Luka - [07/10/08 02:52 PM ]
This are two critical bugs, where one has been around since flash 9.something and another one that has to do with pulseaudio. While the second should be quite easly fixable (or most likely it's already fixed) the first one never gets resolved. I hope that developers fix this one - good luck.

ekot - [08/19/08 01:42 PM ]
This happens in Opera as well

Jonathan Rosen - [11/16/08 11:44 PM ]
I had this problem too (Gentoo AMD64) with 32 bit binary firefox (3.x.x) and flash 10.x.x. Downgrading to flash 9.0.151 solved the problem.

Kai Blaschke - [01/11/09 09:52 AM ]
As there hasn't been a lot of activity on this bug in the past few months, I'd like to report that I don't have seen those crashes anymore since I upgraded to Flash Player 10.0 r12, using Firefox 3.0.x.
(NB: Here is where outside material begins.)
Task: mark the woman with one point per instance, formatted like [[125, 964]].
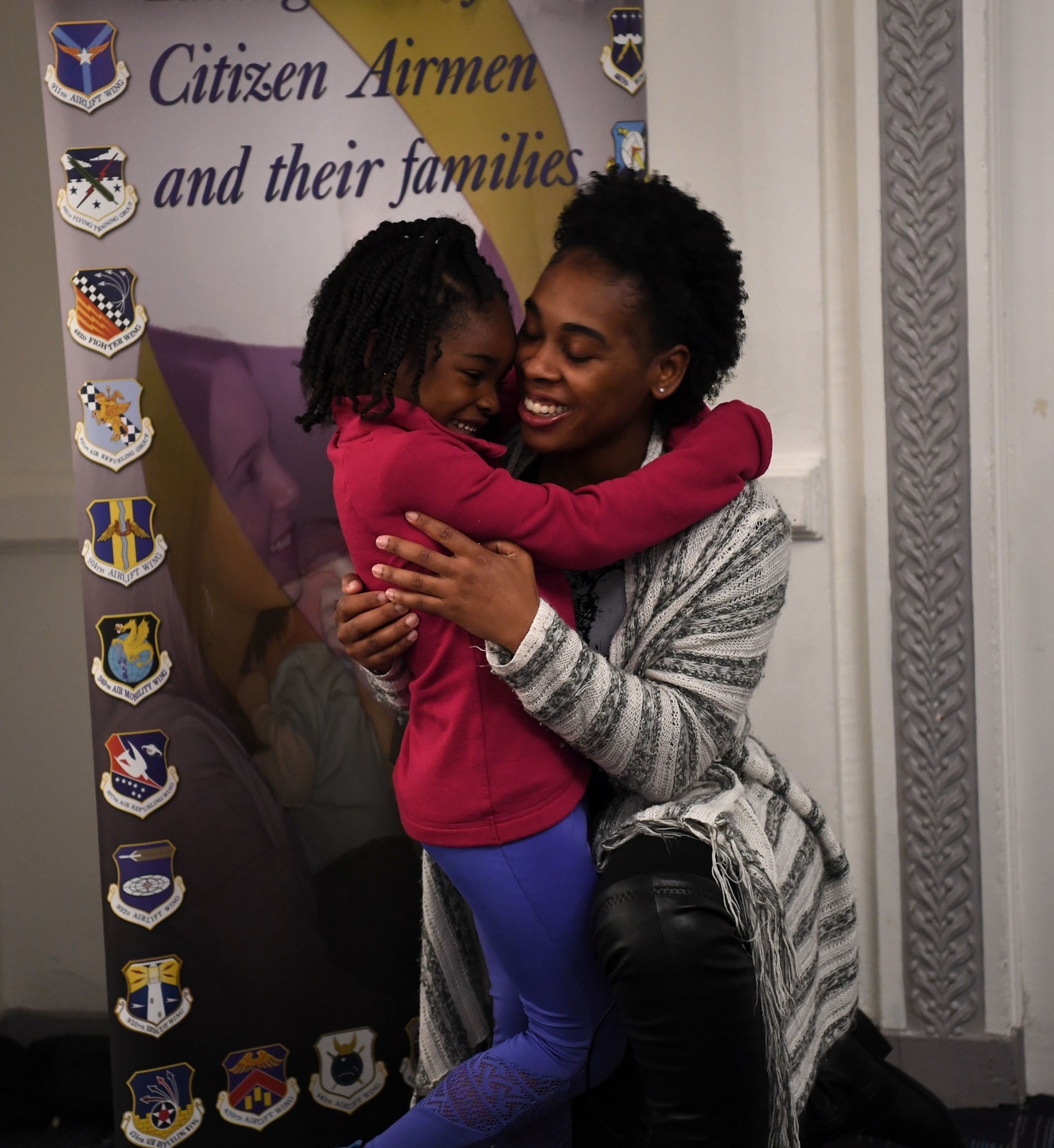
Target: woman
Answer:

Paul Vouga - [01/26/09 12:29 PM ]
I have. Using r15 on Ubuntu Ibex, Firefox consistently hangs when visiting numerous sites, including www.gmail.com. Please fix this extremely critical bug.
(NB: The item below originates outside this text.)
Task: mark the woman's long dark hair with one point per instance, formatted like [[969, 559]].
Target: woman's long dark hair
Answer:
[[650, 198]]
David Khoury - [01/30/09 12:14 AM ]
I've experienced this problem as well.

Thinkpad R51e
Debian 5.0 (lenny, testing)
linux-image-2.6.26-1-686 (2.6.26-13)
iceweasel (3.0.5-1)
Shockwave Flash 10.0 r15

The way I solved it is to disable the tickless kernel feature. Boot Linux with "nohz=off" in the kernel boot parameters. As soon as I did this, video in the flash player started running smoothly again, and I didn't have to kill my browser after trying to play flash video.

It must be related to my hardware and the tickless feature, because there's LOTS of people that run a tickless setup, and I assume they're running flash fine.

Kevin Cantu - [02/05/09 02:05 AM ]
I think I've seen a similar issue causing a segfault. Firefox was crashing for me today after I finished listening to an episode on http://thislife.org/ and I installed the debug version of Firefox to see if I could learn something about it.

64 bit...
Flash: 10,0,20,7
Firefox: 3.0.5 (fedora's debug package)
Kernel: 2.6.27.12-170.2.5.fc10.x86_64

I'm attaching the output and the backtrace.

Kevin Cantu - [02/05/09 02:09 AM ]
As I mentioned, this is from Flash 10 and Firefox 3, on Fedora 10 Linux x86_64.

David Khoury - [02/27/09 12:19 AM ]
More to add ...

Seems like turning off the tickless function has not permanently solved things. If I use the laptop for a few hours, and then try to view a flash movie, no sound plays and the browser freezes when I close that tab.

So maybe this is related to audio somehow. Every time the audio fails to sound in a flash movie, I know the browser will freeze when that tab is closed.